Within the confirmed compounds with IC50 < 20 µM, some 70% modulate the intracellular signalling pathways. Notable groups are the inhibitors of the Growth Factor Receptors (PDGFR) (like masitinib or tandutinib), Dihydrofolate Reductase (DHFR) (trimetrexate) and Estrogen Receptor Modulator (clomiphene and raloxifene). In addition, many show common protein targets such as the Phosphatidylinositol 3-Kinase (PI3K) (VPS34-IN-1) or mTOR protein (VE-822) two key elements of pro-survival signalling.

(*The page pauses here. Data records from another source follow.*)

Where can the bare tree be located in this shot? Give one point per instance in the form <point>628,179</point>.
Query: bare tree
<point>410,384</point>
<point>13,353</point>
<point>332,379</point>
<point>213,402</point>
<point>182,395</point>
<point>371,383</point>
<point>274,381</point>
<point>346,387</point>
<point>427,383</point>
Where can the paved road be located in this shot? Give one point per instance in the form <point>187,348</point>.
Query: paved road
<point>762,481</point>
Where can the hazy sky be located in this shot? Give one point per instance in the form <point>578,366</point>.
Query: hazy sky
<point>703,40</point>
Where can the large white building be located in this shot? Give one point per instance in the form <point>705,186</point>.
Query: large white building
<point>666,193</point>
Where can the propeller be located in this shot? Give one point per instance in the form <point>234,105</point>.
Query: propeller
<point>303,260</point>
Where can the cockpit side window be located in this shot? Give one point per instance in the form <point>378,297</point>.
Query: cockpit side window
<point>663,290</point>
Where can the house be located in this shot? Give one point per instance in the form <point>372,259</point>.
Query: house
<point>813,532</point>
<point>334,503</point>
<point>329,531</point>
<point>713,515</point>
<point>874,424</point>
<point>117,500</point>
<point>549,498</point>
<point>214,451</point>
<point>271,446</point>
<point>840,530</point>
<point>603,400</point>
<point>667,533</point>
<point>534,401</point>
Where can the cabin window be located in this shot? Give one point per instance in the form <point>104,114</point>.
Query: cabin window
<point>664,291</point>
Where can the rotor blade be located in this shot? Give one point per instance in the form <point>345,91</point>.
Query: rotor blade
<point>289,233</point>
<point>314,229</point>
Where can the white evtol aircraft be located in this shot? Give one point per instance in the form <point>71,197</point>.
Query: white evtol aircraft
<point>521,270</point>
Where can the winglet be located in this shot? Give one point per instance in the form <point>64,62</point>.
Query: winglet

Finally, where a therapeutic indication was annotated, the majority of the compounds were associated with cancer and anti-infective (antifungal and anti-malaria) therapy. These observations suggest that drugs associated with cell survival and growth may be an optimal choice for antiviral therapies for SARS-CoV-2, if adequate safety and exposure/efficacy can be achieved. Comparing the hit population in this dataset with reported studies show five compounds (amodiaquine, ciclesonide, eltrombopag, loperamide, niclosamide) that are also reported by Jeon et al., who screened 3000 FDA approved drugs against Vero cells15. Similarly, two (amodiaquine, chlorpromazine) overlap with a set of 20 inhibitors identified by Weston29, also in Vero cells. The common compounds have an antifungal, antimalarial or anticancer activity, suggesting again that drugs for these indications may contain the most promising antiviral compounds. Among compounds selected for further studies, raloxifene was prioritised as it has been found active in an independent phenotypic assays of SARS CoV-2 viral infections in VERO-E6 cells40 and against coronavirus OCR43 in LLC-MK2 cells41. This compound can inhibit RNA replication42 and related estrogenic receptor modulators have been found to be active against in-vitro viral infections43. Interestingly, there have been evidence from other datasets44 that several SERMS, either agonist or antagonists, are active at SARS-CoV 2 viral entry level and we are also exploring this and other possible mechanisms of action for this class of compounds.

Usage Notes

We suggest that other similar screening data sets are available from the Covid-19 portal45, the NCATS databases46 and a newly developed collection called “The COVID-19 Drug and Gene Set Library”47.